Feed the Fire is the fourth studio album by Timothy B. Schmit, released in 2001.

Production
The album was produced by Schmit and Mark Hudson; it was recorded at Schmit's home studio. It contains a cover of Bob Dylan's "To Make You Feel My Love". "You Are Everything" is a cover of the song made famous by the Stylistics.

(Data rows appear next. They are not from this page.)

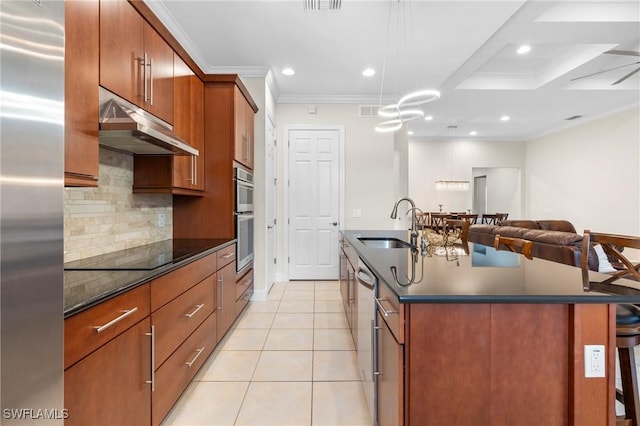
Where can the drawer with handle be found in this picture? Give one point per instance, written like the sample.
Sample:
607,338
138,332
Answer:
88,330
178,370
175,321
226,255
391,310
173,284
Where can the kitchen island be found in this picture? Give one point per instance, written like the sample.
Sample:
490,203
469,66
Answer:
488,338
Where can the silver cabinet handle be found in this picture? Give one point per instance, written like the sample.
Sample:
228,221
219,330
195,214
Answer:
384,311
101,328
190,363
152,382
198,307
151,81
144,77
221,292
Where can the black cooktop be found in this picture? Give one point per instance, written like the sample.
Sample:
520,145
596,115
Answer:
143,258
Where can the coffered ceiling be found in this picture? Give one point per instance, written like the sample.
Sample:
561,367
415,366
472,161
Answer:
464,49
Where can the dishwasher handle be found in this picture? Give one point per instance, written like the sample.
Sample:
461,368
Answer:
365,277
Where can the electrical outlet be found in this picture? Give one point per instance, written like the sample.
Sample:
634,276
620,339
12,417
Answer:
594,361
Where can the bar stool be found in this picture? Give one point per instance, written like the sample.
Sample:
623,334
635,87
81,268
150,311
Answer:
627,315
627,338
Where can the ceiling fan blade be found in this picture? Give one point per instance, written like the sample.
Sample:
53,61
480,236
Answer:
603,71
623,52
627,76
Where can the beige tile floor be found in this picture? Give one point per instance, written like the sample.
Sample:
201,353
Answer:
289,360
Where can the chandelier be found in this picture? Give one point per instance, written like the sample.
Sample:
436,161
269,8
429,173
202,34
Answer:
408,107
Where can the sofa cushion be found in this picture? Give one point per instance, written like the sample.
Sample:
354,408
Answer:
556,225
482,228
512,231
552,237
520,223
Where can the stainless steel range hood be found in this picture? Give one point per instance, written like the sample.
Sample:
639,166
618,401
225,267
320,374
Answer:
125,127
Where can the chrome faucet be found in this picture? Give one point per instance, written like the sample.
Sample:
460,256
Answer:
414,229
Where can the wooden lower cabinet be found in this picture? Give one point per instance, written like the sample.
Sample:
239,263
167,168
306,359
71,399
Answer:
226,298
390,377
244,290
109,387
176,372
483,364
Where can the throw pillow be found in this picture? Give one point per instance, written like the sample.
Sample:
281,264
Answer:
603,262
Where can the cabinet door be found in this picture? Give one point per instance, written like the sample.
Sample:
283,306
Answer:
109,387
159,75
121,49
249,126
81,93
226,298
240,139
197,130
183,167
389,377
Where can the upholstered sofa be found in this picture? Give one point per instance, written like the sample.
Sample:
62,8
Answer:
555,240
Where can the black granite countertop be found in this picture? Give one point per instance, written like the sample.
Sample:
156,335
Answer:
483,276
90,281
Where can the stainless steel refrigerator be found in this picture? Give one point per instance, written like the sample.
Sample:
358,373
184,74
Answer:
31,211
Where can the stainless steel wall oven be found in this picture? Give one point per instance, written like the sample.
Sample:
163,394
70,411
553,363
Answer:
244,217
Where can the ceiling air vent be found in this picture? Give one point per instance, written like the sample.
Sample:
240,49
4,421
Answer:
322,4
368,111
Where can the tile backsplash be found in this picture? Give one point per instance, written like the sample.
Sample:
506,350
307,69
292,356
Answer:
111,218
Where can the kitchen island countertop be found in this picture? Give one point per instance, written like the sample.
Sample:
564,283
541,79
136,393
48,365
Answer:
484,275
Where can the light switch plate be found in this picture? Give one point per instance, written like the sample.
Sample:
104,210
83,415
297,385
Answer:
594,361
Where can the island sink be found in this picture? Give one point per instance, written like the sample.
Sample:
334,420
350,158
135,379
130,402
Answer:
384,242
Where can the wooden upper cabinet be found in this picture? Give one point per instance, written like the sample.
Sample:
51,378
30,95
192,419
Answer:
243,122
135,62
159,75
179,174
188,171
81,93
121,49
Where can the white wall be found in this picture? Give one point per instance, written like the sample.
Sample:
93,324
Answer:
588,174
263,98
455,160
371,165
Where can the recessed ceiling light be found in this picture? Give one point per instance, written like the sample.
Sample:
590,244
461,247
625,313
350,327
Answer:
369,72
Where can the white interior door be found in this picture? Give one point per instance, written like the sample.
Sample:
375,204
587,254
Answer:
480,194
272,193
313,199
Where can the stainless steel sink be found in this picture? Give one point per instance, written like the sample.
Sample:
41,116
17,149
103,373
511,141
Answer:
383,242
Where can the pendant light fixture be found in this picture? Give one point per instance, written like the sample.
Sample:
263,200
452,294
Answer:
408,107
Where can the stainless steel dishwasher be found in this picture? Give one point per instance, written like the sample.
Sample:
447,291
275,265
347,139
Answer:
366,290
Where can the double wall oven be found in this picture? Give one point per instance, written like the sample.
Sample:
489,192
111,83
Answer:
243,180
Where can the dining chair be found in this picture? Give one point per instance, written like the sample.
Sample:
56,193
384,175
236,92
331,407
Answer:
472,218
627,315
516,245
461,225
437,220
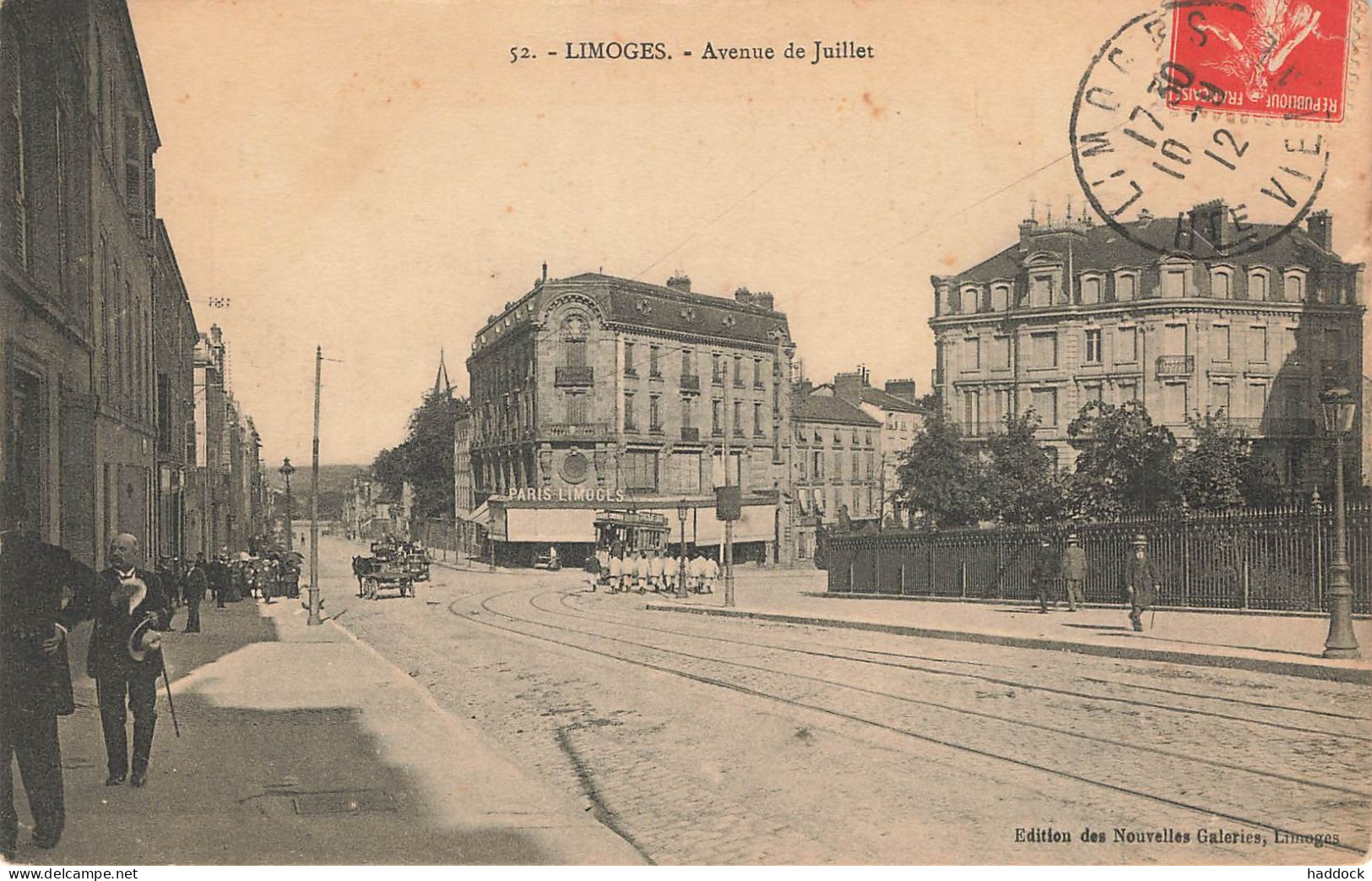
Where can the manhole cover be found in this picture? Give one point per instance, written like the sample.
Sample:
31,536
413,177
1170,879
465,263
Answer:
358,802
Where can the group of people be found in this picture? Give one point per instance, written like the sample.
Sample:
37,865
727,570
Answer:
1054,574
127,608
621,570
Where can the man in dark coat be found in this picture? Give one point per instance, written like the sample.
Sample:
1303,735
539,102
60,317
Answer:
1141,582
1043,574
122,599
35,679
193,590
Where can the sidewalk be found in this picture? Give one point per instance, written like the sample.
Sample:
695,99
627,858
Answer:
1264,643
301,745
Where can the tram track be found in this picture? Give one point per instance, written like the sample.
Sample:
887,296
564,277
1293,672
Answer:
563,636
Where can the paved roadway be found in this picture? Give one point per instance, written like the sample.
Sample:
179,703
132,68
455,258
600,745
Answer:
735,742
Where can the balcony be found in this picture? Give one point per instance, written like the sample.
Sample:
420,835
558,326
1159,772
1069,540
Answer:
575,431
1176,365
574,376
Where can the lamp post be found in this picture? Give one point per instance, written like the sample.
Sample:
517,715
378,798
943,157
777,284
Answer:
1338,408
285,471
681,551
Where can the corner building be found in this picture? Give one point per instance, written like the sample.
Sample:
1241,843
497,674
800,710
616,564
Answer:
1076,312
597,393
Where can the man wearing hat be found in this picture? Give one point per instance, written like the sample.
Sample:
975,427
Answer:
129,606
1075,573
1043,573
35,679
1141,582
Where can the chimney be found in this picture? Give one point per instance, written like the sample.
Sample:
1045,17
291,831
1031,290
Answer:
903,389
849,387
1320,226
1207,221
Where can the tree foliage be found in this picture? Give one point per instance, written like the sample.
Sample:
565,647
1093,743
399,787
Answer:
424,457
1125,464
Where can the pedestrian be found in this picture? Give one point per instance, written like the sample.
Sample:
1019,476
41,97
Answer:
193,590
1043,573
1141,582
1075,573
35,678
124,658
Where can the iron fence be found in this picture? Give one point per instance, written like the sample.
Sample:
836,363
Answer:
1240,560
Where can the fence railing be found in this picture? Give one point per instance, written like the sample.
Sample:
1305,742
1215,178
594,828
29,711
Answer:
1246,560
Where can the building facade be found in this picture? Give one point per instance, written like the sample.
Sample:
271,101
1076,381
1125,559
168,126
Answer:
836,467
596,393
1075,312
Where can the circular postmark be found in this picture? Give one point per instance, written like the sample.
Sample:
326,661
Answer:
1152,139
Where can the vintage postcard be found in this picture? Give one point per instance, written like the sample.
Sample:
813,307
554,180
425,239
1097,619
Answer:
711,434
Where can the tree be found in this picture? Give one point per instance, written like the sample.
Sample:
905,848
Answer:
1018,474
940,475
426,456
1124,463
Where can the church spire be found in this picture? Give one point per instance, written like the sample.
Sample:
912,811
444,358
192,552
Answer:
442,384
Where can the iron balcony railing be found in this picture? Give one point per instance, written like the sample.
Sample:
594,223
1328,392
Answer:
574,376
577,431
1176,365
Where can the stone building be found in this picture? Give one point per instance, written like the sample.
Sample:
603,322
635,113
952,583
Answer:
601,393
1076,312
836,464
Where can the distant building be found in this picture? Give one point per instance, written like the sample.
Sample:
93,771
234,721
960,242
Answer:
834,465
601,393
900,417
1076,312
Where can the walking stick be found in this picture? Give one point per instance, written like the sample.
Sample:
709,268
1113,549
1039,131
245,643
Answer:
166,681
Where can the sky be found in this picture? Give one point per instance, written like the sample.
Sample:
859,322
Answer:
377,177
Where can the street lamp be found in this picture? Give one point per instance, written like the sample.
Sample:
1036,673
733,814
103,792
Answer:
1338,408
285,471
681,556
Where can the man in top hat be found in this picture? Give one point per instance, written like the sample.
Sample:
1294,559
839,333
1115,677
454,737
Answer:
127,606
1141,582
1043,573
35,679
1075,573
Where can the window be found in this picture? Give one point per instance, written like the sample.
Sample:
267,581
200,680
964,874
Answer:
1093,346
640,470
577,408
1220,349
1258,345
1220,397
1220,285
1043,349
972,357
1044,402
1001,353
1128,347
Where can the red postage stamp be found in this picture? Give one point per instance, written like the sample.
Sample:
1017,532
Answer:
1266,58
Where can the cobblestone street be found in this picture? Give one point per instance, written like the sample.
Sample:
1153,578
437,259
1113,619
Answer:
733,742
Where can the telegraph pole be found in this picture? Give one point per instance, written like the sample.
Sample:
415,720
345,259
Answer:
314,498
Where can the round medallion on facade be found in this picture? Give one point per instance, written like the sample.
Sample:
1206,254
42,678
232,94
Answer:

Joe Walsh guested on Feed the Fire.

Critical reception

The Los Angeles Times wrote that "there's modest warmth rather than roaring fire from the Eagles' bassist, whose first solo album in 11 years is steeped in '70s R&B- tinged classic rock a' la you know who." The Birmingham Mail called the album "easy on the ear, country-flavoured soft-rock which sounds great on the open road with the top down and the wind in your hair." The Sacramento Bee deemed it "a solid showcase for Schmit's musical talents, from svelte vocal harmonies to polished songwriting."

Track listing and personnel
"The Shadow" (Timothy B. Schmit) - 4:22
 Scott Crago – drums, percussion 
 Timothy B. Schmit – all vocals, keyboards, guitars, bass 

 "Every Song Is You" (Steve Dudas, Dean Grakal, Mark Hudson) - 4:09
 Scott Crago – drums, percussion 
 Timothy B. Schmit – lead and backing vocals, bass
 Mark Hudson – acoustic guitar, backing vocals 
 Steve Dudas – electric guitar, acoustic guitar 

 "Make You Feel My Love" (Bob Dylan) - 3:47
 Timothy B. Schmit – all vocals, bass 
 Hank Linderman – keyboards, acoustic guitars, EBow

 "I'll Always Let You In" (Timothy B. Schmit, Mark Hudson, Steve Dudas, Dean Grakal) - 4:01
 Scott Crago – drums, percussion 
 Timothy B. Schmit – lead and backing vocals bass
 Mark Hudson – acoustic guitar, backing vocals 
 Steve Dudas – electric guitar, acoustic guitar
 Joe Walsh – lead electric guitar 
 Jim Cox – keyboards

 "Running" (Mark Hudson, Sander Selover) - 4:41
 Scott Crago – drums, percussion 
 Timothy B. Schmit – lead and backing vocals, bass 
 Mark Hudson – acoustic guitar, backing vocals 
 Steve Dudas – electric guitar, acoustic guitar 
 Jim Cox – keyboards 

 "I'm Not Angry Anymore" (Timothy B. Schmit, Stan Lynch) - 4:15
 Timothy B. Schmit – vocals, acoustic guitars, bass 
 Hank Linderman – electric guitars
 Richard Feldman – loops
 Cameo and Stan Lynch – "Who's Angry?" voices

 "Give Me Back My Sight" (Timothy B. Schmit, Hank Linderman) - 4:30
 Timothy B. Schmit – all vocals, bass 
 Hank Linderman – keyboards, acoustic guitars, electric guitars 
 Cameron Stone – cello 
 Richard Feldman – loops 

 "You Are Everything" (Thom Bell, Linda Creed) - 3:50
 Timothy B. Schmit – all vocals, bass, tambourine
 Hank Linderman – keyboards, guitars 
 East West – loops

 "Top Of The Stairs" (Timothy B. Schmit, Darrell Brown, Peterson) - 3:43
 Timothy B. Schmit – all vocals 

 "Moment Of Truth" (Timothy B. Schmit, Dean Grakal, Steve Dudas, Mark Hudson) - 3:26
 Scott Crago – drums, percussion 
 Timothy B. Schmit – lead and backing vocals, acoustic guitar, bass 
 Mark Hudson – acoustic guitar, backing vocals 
 Steve Dudas – electric guitar, acoustic guitar 
 Jim Cox – keyboards 

 "Song For Owen" (Timothy B. Schmit, W.G. Snuffy Walden, Hank Linderman) - 4:11
 Timothy B. Schmit – acoustic guitar, bass, string arrangements
 Adam Benjamin – keyboards 
 Stefanie Fife – cello
 Novi Novog – viola, string arrangements
 Robin Lorentz – violin

Production 
 Tracks 1, 3 & 6-9 produced by Timothy B. Schmit, except Tracks 2, 4, 5 & 10 produced by Mark Hudson.
 Engineered by Scott Gordon, Eric Greedy, Mark Hudson, Rob Jacobs, Hank Linderman and Timothy B. Schmit.
 Recorded at Mooselodge (Calabasas, California) and Whatinthewhatthe? Studio (Los Angeles, California).
 Mixed by Scott Gordon and Hank Linderman at American Recording Co. (Calabasas, California).
 Mastered by Joe Gastwirt at Ocean View Digital Mastering (Los Angeles, California).